Al termine della propria carriera i dipendenti hanno diritto ad una liquidazione, ovvero al riconoscimento di un importo di denaro che deve essere versato dal datore di lavoro nell’arco della carriera del lavoratore.

I dipendenti del settore pubblico ricevono un importo che è determinato dall’accantonamento, per ogni anno di servizio, di una quota pari a 6,8% della retribuzione annua di ogni singolo lavoratore. Questo importo è poi soggetto a una rivalutazione in base al tasso di inflazione.

A differenza del trattamento di fine rapporto dei dipendenti del settore privato, quello riconosciuto ai dipendenti del settore pubblico non viene erogato immediatamente al termine del rapporto di lavoro.

È, infatti, necessario attendere almeno 12 mesi dalla data in cui si è cessati dal servizio, dopo aver raggiunto i limiti di età e di servizio previsti dalla disciplina. Per tutti gli altri casi di cessazione del rapporto di lavoro, come ad esempio dimissioni o licenziamento, è necessario attendere 24 mesi prima che sia riconosciuto il trattamento.

Di recente, la Corte Costituzionale si è espressa in merito alla liquidazione ai pensionati pubblici arrivata dopo due anni, dalla cessazione del rapporto di lavoro, e pure a rate. Ecco che cosa si è deciso.

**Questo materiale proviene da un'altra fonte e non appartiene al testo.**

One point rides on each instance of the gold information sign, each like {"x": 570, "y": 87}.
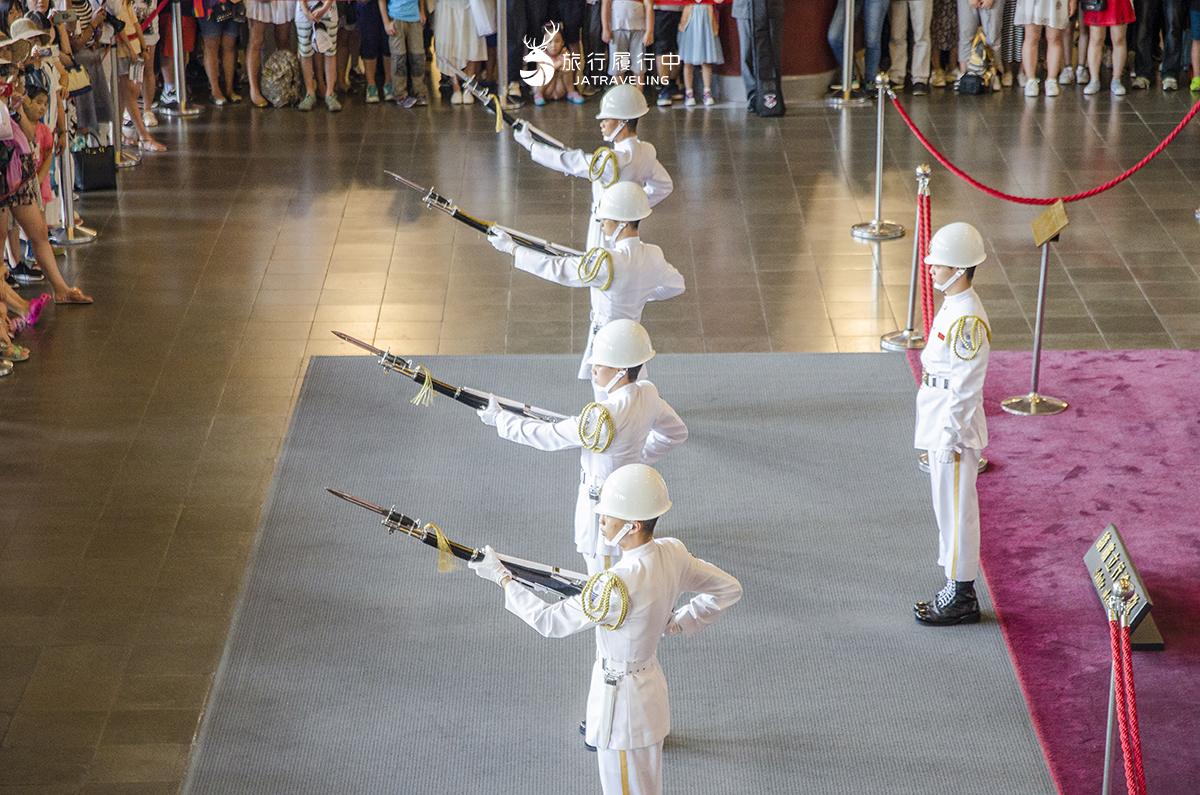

Risarcimenti per pensionati: incredibili e decisione della Corte Costituzionale

Secondo la Corte costituzionale la decisione di assegnare la liquidazione, ai pensionati pubblici, dopo anni è considerata incostituzionale. A sentenziare ciò ci pensa la decisione numero 130 della Corte, che ha sottolineato l’incostituzionalità del pagamento differito e rateizzato del TFR e del Tfs.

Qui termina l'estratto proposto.